30 de enero de 2014

IN MEMORIAM





Hoy hace cinco años que te fuiste de mi lado. Aún recuerdo mi dolor y mis lágrimas en tu funeral. Mi tristeza era tan inmensa que pensé que nunca iba a reponerme. Hoy, mi dolor con el paso del tiempo ha adquirido la serenidad de una herida cicatrizada. Eso si, la herida ha cicatrizado pero queda la cicatriz...
Esta foto nos la hicimos al poco tiempo de volver yo de Sevilla. Dábamos grandes paseos y nos poníamos muy elegantes.
Había vivido largos años fuera que me habían privado de tu presencia y estaba dispuesta en el último tramo a no perderme por nada del mundo tu compañía, tu mirada, tu forma de ser, tu cariño inmenso...
 Y así fue. Juntas compartimos los últimos años de tu vida queriendo devolverte amor por amor cuando ya no te valías por ti misma.
Pude así recuperar el tiempo perdido, la riqueza de tu generosidad sin límites y tu sabia experiencia.
Esa época la conservo en un lugar privilegiado de mi corazón que es donde se guardan las cosas importantes de la vida.
Así hasta el final. Tú y yo.
Cuando tu marcha era inminente, te acompañé, hasta que tu precioso corazón dejo de latir y cruzaste al paraíso. Fue duro,muy duro... Pero ante ese misterio que es la muerte, solo cabe la aceptación dolorosa.

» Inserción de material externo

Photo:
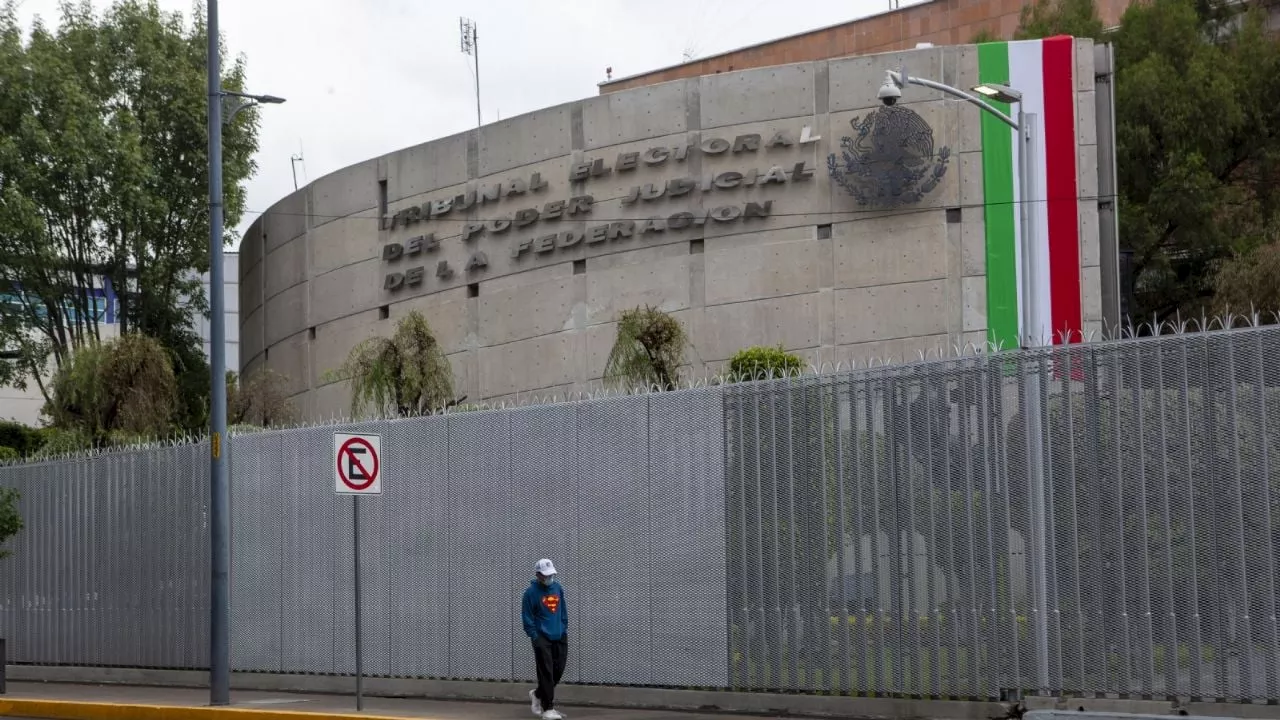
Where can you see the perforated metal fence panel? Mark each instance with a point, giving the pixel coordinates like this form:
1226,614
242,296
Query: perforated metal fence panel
1091,519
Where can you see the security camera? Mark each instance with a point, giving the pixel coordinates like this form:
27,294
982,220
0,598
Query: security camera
890,92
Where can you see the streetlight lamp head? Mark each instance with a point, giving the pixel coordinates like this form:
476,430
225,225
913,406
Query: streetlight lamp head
999,92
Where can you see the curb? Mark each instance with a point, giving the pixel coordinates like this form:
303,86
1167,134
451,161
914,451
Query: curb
64,710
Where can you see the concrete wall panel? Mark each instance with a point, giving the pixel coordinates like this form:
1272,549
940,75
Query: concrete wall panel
901,350
791,322
891,311
856,81
251,245
1092,295
252,335
782,91
250,288
1088,217
346,192
525,140
333,342
343,242
291,360
823,274
618,118
755,265
286,267
327,402
654,276
891,250
287,219
526,311
528,365
344,291
286,314
1087,118
448,314
426,167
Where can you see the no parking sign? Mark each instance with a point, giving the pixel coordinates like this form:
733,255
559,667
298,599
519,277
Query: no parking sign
357,464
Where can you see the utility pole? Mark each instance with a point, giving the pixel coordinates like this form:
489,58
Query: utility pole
219,516
470,46
219,488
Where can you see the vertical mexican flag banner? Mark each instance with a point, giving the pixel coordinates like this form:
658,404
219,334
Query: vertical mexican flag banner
1043,71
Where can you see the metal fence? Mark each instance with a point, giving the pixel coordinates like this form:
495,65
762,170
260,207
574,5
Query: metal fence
862,532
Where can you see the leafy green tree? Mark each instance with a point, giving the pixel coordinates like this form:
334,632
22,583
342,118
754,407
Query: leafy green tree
115,392
1046,18
10,520
1251,281
103,178
648,350
760,361
405,374
259,401
1198,146
22,440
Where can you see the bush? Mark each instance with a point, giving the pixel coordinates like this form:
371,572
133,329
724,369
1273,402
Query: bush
63,442
21,438
123,388
758,363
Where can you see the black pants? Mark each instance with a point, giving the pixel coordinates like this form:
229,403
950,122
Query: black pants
551,657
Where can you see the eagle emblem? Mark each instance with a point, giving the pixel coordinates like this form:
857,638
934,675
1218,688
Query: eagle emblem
891,160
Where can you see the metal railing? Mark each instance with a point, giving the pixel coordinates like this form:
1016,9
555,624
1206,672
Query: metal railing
856,532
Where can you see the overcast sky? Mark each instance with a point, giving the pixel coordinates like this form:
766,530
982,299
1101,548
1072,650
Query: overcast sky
366,77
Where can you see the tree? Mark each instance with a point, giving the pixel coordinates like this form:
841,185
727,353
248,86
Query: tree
1197,141
24,441
103,186
1251,281
259,401
760,363
10,520
1046,18
405,374
115,392
648,350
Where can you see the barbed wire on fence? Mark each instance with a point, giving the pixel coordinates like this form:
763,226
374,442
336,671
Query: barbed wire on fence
720,376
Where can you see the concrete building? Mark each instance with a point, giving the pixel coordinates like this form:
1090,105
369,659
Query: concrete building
938,22
24,405
727,200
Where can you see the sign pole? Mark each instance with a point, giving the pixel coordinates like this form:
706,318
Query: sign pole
357,470
360,665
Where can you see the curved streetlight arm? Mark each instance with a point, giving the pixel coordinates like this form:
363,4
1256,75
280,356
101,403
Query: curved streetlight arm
242,100
954,92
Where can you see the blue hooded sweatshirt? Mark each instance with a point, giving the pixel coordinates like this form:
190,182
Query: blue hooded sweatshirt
543,611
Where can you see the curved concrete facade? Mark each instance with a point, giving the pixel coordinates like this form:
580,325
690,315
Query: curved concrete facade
521,241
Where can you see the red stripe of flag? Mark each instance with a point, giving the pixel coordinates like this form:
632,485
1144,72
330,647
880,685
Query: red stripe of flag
1061,191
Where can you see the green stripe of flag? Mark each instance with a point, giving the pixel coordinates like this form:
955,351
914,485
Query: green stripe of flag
997,186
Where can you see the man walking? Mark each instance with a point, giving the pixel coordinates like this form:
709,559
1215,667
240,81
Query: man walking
547,625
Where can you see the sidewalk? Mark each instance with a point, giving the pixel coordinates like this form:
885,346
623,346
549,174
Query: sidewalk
115,702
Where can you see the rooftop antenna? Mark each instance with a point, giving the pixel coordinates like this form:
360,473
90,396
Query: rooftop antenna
470,46
293,164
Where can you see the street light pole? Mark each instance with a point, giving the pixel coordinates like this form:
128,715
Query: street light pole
219,515
219,506
1031,337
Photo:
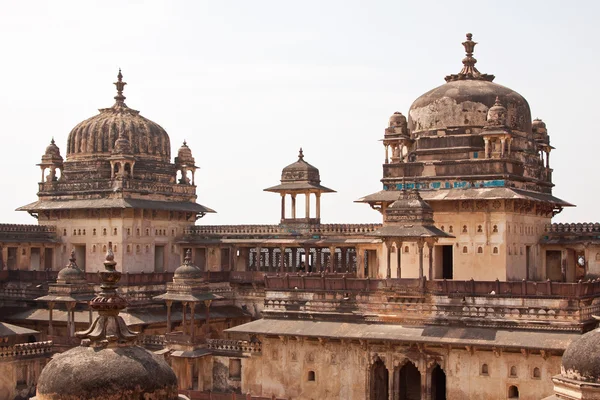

Me gusta recordarte como eras:  buena, generosa, alegre, vital, soñadora, divertida, elegante, poeta, escritora...
Con fuerte carácter y una personalidad muy marcada, a veces chocábamos y teníamos nuestros más y nuestros menos...pero eso si, enseguida nuestras diferencias se aplacaban porque lo que nos unía estaba por encima de lo que nos separaba.
No puedo menos de emocionarme al recordar cuando ya te encontrabas muy mal, tu mirada afectuosa y tus gestos de cariño cuando te besaba, te bailaba, te achuchaba...escuchándote decir "¡Esta hija!
Has dejado una huella perenne en todos los que te quisimos, hijos, nietos, familiares. Mucha gente que te conoció me habla de ti con inmenso cariño, y yo me siento muy orgullosa de ser tu hija.
En esta casa que fue la tuya, la nuestra, aún puedo sentir tu presencia, tu risa cantarina y tu voz..Cantidad de recuerdos están impregnados de tu esencia donde puedo volver  a sentirte .
Os enviamos un beso a los dos, a papa y a ti.
No os olvidamos.

4 comentarios:

BELEN SANCHEZ HERRERO dijo...

Es muy duro perder a una madre, pero recordar su inmenso amor, hace que siga eternamente a nuestro lado. Un beso Maripaz.

Maripaz dijo...

Muchas gracias, Belen. Hacía tiempo que no te veía por aqui. Un beso.

Elena dijo...

Bonito recordatorio a tu madre Maripaz.
Las fotos son preciosas.
Un beso.

PEPE LASALA dijo...

Gran homenaje le has hecho Mari Paz. Yo perdí a mi padre hace 16 años y le hecho mucho de menos, pero recuerdo siempre su sonrisa, su alegría, sus palabras de apoyo... todo lo bueno que tenía. Me ha gustado mucho leer tu entrada amiga. Un abrazo muy grande.